[all-commits] [llvm/llvm-project] 745bf6: [LoopVectorizer] Inloop vector reductions

Thu Aug 6 02:11:50 PDT 2020

  Branch: refs/heads/master
  Home:   https://github.com/llvm/llvm-project
  Commit: 745bf6cf447110ae025e1c77338020f0c5d5ca80
      https://github.com/llvm/llvm-project/commit/745bf6cf447110ae025e1c77338020f0c5d5ca80
  Author: David Green <david.green at arm.com>
  Date:   2020-08-06 (Thu, 06 Aug 2020)

  Changed paths:
    M llvm/include/llvm/Analysis/IVDescriptors.h
    M llvm/lib/Analysis/IVDescriptors.cpp
    M llvm/lib/Transforms/Vectorize/LoopVectorizationPlanner.h
    M llvm/lib/Transforms/Vectorize/LoopVectorize.cpp
    M llvm/lib/Transforms/Vectorize/VPlan.cpp
    M llvm/lib/Transforms/Vectorize/VPlan.h
    M llvm/test/Transforms/LoopVectorize/reduction-inloop-uf4.ll
    M llvm/test/Transforms/LoopVectorize/reduction-inloop.ll

  Log Message:
  -----------
  [LoopVectorizer] Inloop vector reductions

Arm MVE has multiple instructions such as VMLAVA.s8, which (in this
case) can take two 128bit vectors, sign extend the inputs to i32,
multiplying them together and sum the result into a 32bit general
purpose register. So taking 16 i8's as inputs, they can multiply and
accumulate the result into a single i32 without any rounding/truncating
along the way. There are also reduction instructions for plain integer
add and min/max, and operations that sum into a pair of 32bit registers
together treated as a 64bit integer (even though MVE does not have a
plain 64bit addition instruction). So giving the vectorizer the ability
to use these instructions both enables us to vectorize at higher
bitwidths, and to vectorize things we previously could not.

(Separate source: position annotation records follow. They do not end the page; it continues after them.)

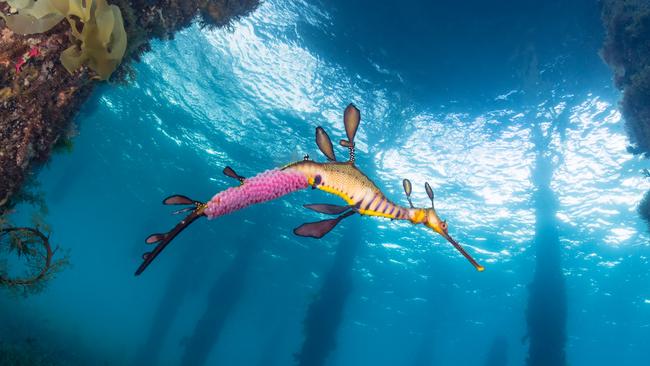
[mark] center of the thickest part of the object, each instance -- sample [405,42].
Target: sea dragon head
[429,217]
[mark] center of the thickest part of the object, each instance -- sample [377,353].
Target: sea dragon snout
[342,179]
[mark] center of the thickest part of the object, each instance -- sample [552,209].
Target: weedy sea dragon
[343,179]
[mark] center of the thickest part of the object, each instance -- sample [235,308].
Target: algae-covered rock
[101,41]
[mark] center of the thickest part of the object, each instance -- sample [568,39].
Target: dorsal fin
[325,144]
[328,208]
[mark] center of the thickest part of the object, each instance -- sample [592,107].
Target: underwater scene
[333,182]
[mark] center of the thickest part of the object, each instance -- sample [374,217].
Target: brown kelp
[32,247]
[99,45]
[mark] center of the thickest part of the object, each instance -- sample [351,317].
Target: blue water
[456,95]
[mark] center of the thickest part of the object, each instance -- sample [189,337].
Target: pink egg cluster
[265,186]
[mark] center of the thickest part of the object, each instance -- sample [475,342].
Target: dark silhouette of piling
[325,313]
[546,312]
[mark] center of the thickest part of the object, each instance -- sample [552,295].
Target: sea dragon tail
[266,186]
[164,239]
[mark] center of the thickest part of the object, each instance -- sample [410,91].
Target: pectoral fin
[327,208]
[320,228]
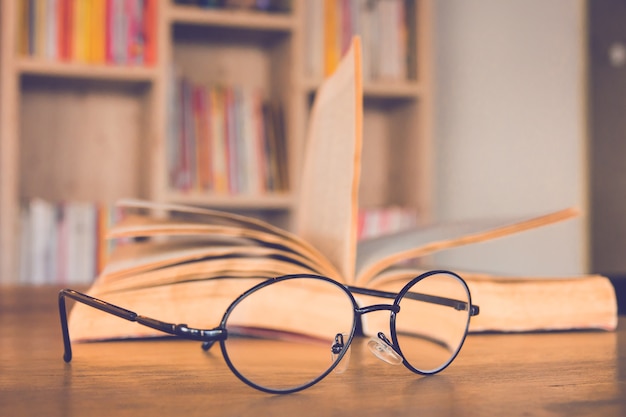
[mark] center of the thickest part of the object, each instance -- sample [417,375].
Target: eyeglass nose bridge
[394,308]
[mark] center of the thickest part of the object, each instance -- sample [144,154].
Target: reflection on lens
[432,321]
[280,337]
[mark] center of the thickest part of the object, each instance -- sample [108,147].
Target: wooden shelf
[240,202]
[232,18]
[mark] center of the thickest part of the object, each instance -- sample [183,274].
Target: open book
[186,264]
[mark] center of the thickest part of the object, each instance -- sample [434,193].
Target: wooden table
[572,373]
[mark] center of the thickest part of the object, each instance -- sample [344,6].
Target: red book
[150,26]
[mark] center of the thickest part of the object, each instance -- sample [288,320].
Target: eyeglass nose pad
[336,348]
[381,347]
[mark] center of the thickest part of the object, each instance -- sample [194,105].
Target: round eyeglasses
[286,334]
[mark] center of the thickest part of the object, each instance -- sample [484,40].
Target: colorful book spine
[64,243]
[105,32]
[227,140]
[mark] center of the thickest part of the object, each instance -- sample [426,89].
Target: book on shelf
[118,32]
[186,264]
[63,242]
[226,140]
[383,26]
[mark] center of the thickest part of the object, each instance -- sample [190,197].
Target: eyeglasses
[286,334]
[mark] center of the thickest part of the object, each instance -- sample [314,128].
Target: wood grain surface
[570,373]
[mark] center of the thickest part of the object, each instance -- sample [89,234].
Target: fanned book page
[328,200]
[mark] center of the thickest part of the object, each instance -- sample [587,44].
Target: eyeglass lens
[430,334]
[281,336]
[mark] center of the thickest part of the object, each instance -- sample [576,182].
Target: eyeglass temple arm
[180,330]
[433,299]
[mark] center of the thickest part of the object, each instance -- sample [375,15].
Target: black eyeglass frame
[220,334]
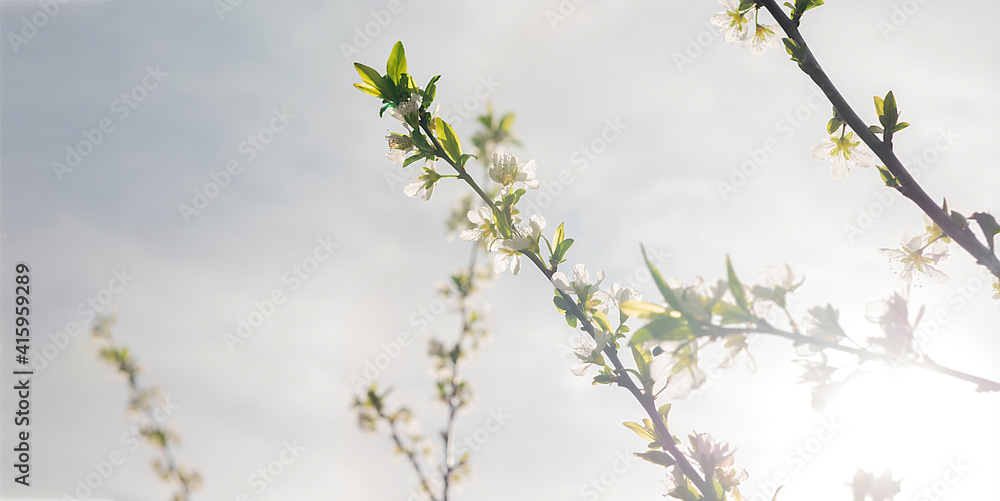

In order to do that we need a way to represent that the reduction
operation, specified with a llvm.experimental.vector.reduce when
vectorizing for Arm, occurs inside the loop not after it like most
reductions. This patch attempts to do that, teaching the vectorizer
about in-loop reductions. It does this through a vplan recipe
representing the reductions that the original chain of reduction
operations is replaced by. Cost modelling is currently just done through
a prefersInloopReduction TTI hook (which follows in a later patch).

Differential Revision: https://reviews.llvm.org/D75069